米財務省が、建国250周年を記念してトランプ大統領の肖像入りの250ドル紙幣の発行を推進している。米国では現行法上、生存人物を紙幣に描くことは禁止されている。関連法改正案が連邦議会で係留中の中、トランプ政権が無理な「大統領持ち上げ」に乗り出したとの批判が出ている。
米紙ワシントン・ポストは28日(現地時間)、「トランプ政権の政務職幹部らが、トランプ大統領の顔が描かれた250ドル紙幣の発行を推進している」と、前・現職関係者の話として報じた。同紙が入手したデザイン案によると、中央にトランプ氏の顔が描かれ、両脇には大統領とベッセント財務長官の署名が入っていた。試作品の肖像は、昨年1月に公開された第2次政権初の公式写真のように、厳しい表情を浮かべていた。
同紙によると、250ドル紙幣計画は財務官のビーチ氏と、同氏の首席補佐官を務めるブラウン氏が主導している。ビーチ氏は、英国人画家イアン・アレクサンダー氏に依頼して制作したデザイン案を、昨年8月に財務省傘下の連邦印刷局(BEP)へ初めて提出したとされる。アレクサンダー氏は「トランプ大統領と直接やり取りしている」とし、トランプ氏の提案をデザインに反映したと語った。
問題は、米現行法上、紙幣には死亡した人物しか描かれないという点だ。また、財務省が発行できる紙幣の額面も法律で定められており、250ドルは含まれていない。このため昨年2月、「ドナルド・トランプ250ドル法案」が連邦下院へ提出されたが、現在も係留状態となっている。現時点で、当該紙幣発行の法的根拠はない状況だ。

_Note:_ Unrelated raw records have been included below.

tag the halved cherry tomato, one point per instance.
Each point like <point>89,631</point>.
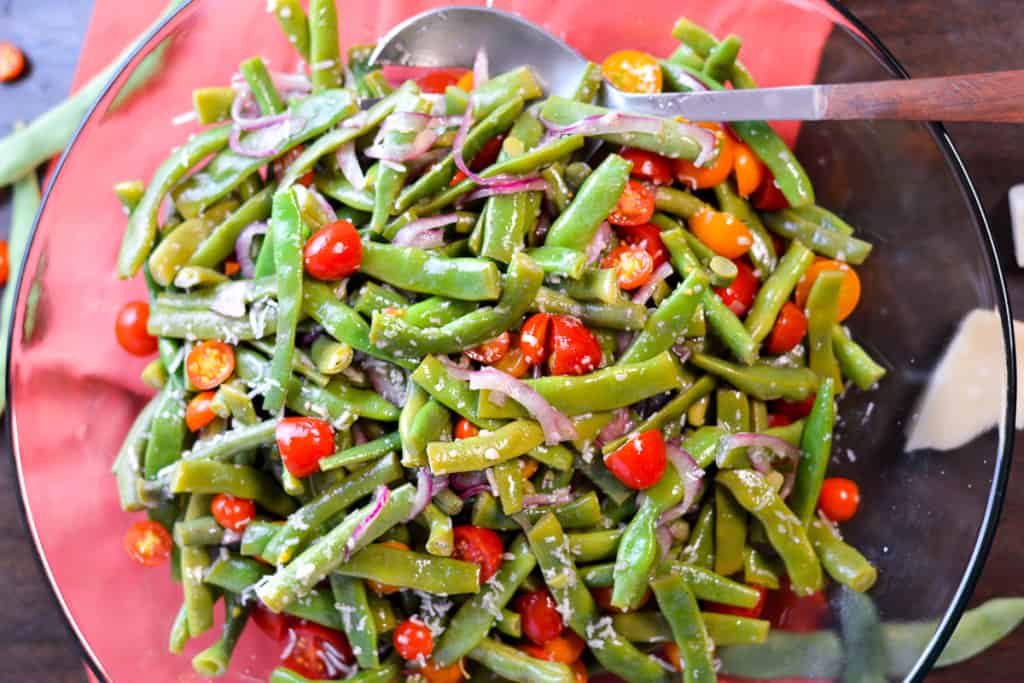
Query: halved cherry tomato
<point>790,328</point>
<point>209,364</point>
<point>633,71</point>
<point>148,543</point>
<point>333,252</point>
<point>541,621</point>
<point>199,414</point>
<point>574,349</point>
<point>534,338</point>
<point>648,166</point>
<point>475,544</point>
<point>849,291</point>
<point>723,232</point>
<point>465,429</point>
<point>702,177</point>
<point>840,499</point>
<point>492,351</point>
<point>130,329</point>
<point>302,441</point>
<point>232,513</point>
<point>750,170</point>
<point>740,294</point>
<point>635,265</point>
<point>635,207</point>
<point>318,653</point>
<point>640,462</point>
<point>413,639</point>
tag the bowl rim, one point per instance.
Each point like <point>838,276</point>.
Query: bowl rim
<point>870,42</point>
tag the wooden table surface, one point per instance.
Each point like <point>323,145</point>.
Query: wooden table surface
<point>931,38</point>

適切な偽造防止技術を施した紙幣発行には、数年の開発期間が必要な点も障害となっている。偽造防止技術を大幅に強化して2013年に発行された新100ドル札は、デザインと開発に10年以上を要した。
こうした中、連邦印刷局内部からも反発が出ているという。ビーチ氏と衝突した連邦印刷局のソリメネ局長が先月、別部署へ異動となったことを巡り、報復人事との疑惑も浮上した。
議論が広がる中、ベッセント氏は同日の会見で、「現職大統領の顔が描かれた250ドル紙幣を発行し、建国250周年を記念することに不適切な要素はない」と述べ、関連法案の議会通過を求めた。